A fast calculation method, which closely approximates TUV radiative transfer results for clear and cloudy scenes, has been used for calculating 90% inactivation times T90 for SARS CoV and SARS CoV-2 viruses in a realistic atmosphere when exposed to sunlight based on 90% inactivation doses D90 at 254 nm. The method uses OMI satellite data for cloud transmission, ozone, and aerosol absorption over a wide range of latitudes, longitudes, and day of the year. For SARS CoV, a nominal value D90 = 40 J/m2 is used for 90% inactivation at 254 nm combined with the assumed applicable virus inactivation action spectrum A(λ) provided by Lytle and Sagripanti (2005). The results are used to calculate midday amounts of UVB from sunlight that can deactivate coronaviruses on horizontal surfaces by 90% in moderate amounts of time, T90 < 90 min at mid-latitudes, for low latitudes T90 < 60 min and for equatorial region sites T90 < 50 min. The SARS CoV D90 = 40 J/m2 model suggests that outdoor horizontal surfaces that have been unoccupied for at least 90 min and exposed to clear-sky midday levels of UVB sunlight are likely to have coronaviruses 90% inactivated during the Spring through Autumn months for mid- and low-latitude sites where T90 ≤ 90 min, and all year for equatorial sites. T90 results are also presented for different times of the day over a wide range of latitudes and SZA. Estimates are given for the number of months in each year that a given location has T90 < 2 h (Figs. 9, 10, 15, 16, and Table s1).

Inactivation by sunlight to undetectable levels of virus will take much longer, perhaps 2 to 3 times longer based on laboratory inactivation by UVC. For aerosolized particles carrying the SARS CoV virus, D90 = 7.11 J/m2 (Walker and Ko (2007), the value for the T90 value is reduced by a factor of 40/7.11 = 5.63. Of course, viruses deposited late in the day may persist overnight with inactivation delayed until the following day.
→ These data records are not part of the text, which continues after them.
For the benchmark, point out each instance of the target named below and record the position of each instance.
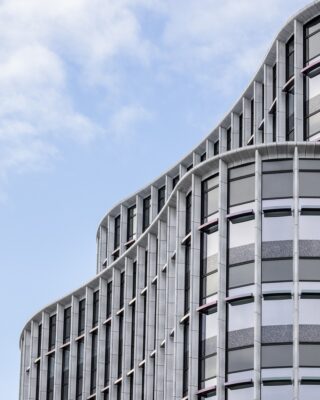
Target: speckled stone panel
(241, 254)
(277, 249)
(309, 248)
(309, 333)
(240, 338)
(277, 334)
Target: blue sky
(97, 98)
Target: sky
(97, 99)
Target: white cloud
(46, 47)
The presence of common light to moderate cloud cover, LER < 0.3, increases the inactivation time as shown by the scatter in Figs. 5, 6, and 7.

For the recent Ratnesar-Shumate et al. (2020) laboratory results, the calculated equivalent 254 nm SARS CoV-2 D90 = 3.2 ± 0.7 J/m2. Calculated T90 < 7 min at mid-latitudes, while for the equatorial region sites T90 < 4 min, the reduction in T90 is a factor of 12.5 compared to using D90 = 40 J/m2. For the calculated RS SARS CoV-2 D90 = 3.2 J/m2, minimum inactivation times are less than 20 min for local solar times from 10:00 to 14:00 h and less than 60 min solar zenith angels θ < 60O from the subsolar latitude for 08:00 to 16:00 h. For those surfaces that are near direct sunlight, but not in direct sunlight, there is ample diffuse UVB sunlight to inactivate SARS CoV-2 coronaviruses with about 70% more exposure, or less than 2 h for mid-latitudes and for equatorial sites in less than 90 min. At other times of the day between 11:00 and 13:00 local solar time, there are still many mid- and low-latitude sites with sufficient sunlight so that Min <T90> 13:00 ≤ 90 min. By 14:00 h, there are very few sites with Min <T90> 14:00 ≤ 90 min. During the summer solstices the Min <T90> 12:00 ≤ 65 min circles cover mid-latitude cities in both hemispheres. Cities at high latitudes greater than 60O do not have periods where the inactivation times are less than 2 h. Unoccupied midday surfaces will become relatively virus free in short periods from Spring to Autumn. While sunlight will inactivate the SARS CoV-2 virus responsible for COVID-19, the midday UVB 90% inactivation time, 7 to 20 min, is too slow to protect against transmission between people outdoors in crowds.